I actually turned on the irrigation once a week and did some hand watering, but clearly the ferns under the redwoods did not consider my efforts adequate, and the Artemesia above looks as if it's destined for the compost pile.
Why is this happening? A big part of it is that it's a La Niña year. El Niño and La Niña are both weather patterns. During a period of La Niña, the sea surface temperature across the equatorial Eastern Central Pacific Ocean are lower than normal by 3–5 °C. This pattern results in more rain and snow in some areas (remember the news about the Alaska village?) and less rain in other areas.
During a La Niña year, southern California has below normal percipitation fairly reliably (see this discussion). For Central California, the situation is a little more open ended. The dividing line between the wet northern area in a La Niña year and a dry El Nino year is around San Francisco (see this discussion). So we can have dry El Niño and wet La Niña years.
This year, though, it's been very dry. My wildflower seeds did not sprout. Half of the Manzanitas do not seem to have buds. It's been a little depressing, and not as exciting to be in the garden. So I was really happy when a series of storms was forecast for last weekend, and went in search of rain at Arastradero Open Space Preserve.
I know we usually yearn for photos with blue sky and green leaves, but I was so happy to see the rainclouds behind the native oaks. In fact, it looked as if it already rained closer to the coast - would the rain make it over here?

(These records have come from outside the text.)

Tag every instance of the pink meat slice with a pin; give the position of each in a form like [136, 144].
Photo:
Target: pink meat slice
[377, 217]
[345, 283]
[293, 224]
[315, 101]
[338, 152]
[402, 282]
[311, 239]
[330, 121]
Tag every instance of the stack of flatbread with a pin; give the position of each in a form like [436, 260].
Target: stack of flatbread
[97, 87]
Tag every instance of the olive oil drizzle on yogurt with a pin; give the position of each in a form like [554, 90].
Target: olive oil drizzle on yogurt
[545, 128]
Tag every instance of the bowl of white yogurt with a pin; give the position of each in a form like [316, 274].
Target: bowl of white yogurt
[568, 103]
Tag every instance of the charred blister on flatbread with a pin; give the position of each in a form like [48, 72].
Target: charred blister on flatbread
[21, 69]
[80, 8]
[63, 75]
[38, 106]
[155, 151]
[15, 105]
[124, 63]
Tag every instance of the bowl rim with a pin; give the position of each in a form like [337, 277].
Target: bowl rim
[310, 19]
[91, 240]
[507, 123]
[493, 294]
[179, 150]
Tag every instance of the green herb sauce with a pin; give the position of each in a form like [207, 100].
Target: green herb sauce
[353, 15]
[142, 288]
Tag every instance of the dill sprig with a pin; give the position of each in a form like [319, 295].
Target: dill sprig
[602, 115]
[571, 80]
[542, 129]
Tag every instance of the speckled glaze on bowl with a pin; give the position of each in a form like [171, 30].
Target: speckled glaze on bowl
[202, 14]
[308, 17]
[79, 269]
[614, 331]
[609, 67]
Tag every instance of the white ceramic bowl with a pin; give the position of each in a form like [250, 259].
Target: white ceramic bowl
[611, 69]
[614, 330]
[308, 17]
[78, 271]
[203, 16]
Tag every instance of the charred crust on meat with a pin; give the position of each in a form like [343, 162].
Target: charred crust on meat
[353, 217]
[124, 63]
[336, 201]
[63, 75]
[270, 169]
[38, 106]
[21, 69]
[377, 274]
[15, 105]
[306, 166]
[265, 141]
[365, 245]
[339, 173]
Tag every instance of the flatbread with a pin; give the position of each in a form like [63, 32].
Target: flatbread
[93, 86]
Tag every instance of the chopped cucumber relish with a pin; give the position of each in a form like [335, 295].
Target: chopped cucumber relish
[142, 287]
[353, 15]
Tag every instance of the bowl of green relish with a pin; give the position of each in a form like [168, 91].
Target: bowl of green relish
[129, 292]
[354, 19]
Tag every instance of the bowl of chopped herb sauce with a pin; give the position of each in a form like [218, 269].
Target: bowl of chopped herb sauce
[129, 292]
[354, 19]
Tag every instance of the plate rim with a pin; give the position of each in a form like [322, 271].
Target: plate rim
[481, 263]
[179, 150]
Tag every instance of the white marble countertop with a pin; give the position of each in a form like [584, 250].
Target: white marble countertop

The lichen looked just as dried out as my ferns, but as I started heading back to the car, the first rain drops started to fall. We had a good soaking rain the first night, and a slightly less impressive storm a day later. We're not at 2.7 inches for the rainfall year, still 50% of normal but it's a start. Let's keep our fingers crossed for more - the gardens, the trees, the flowers, the critters - we all need it.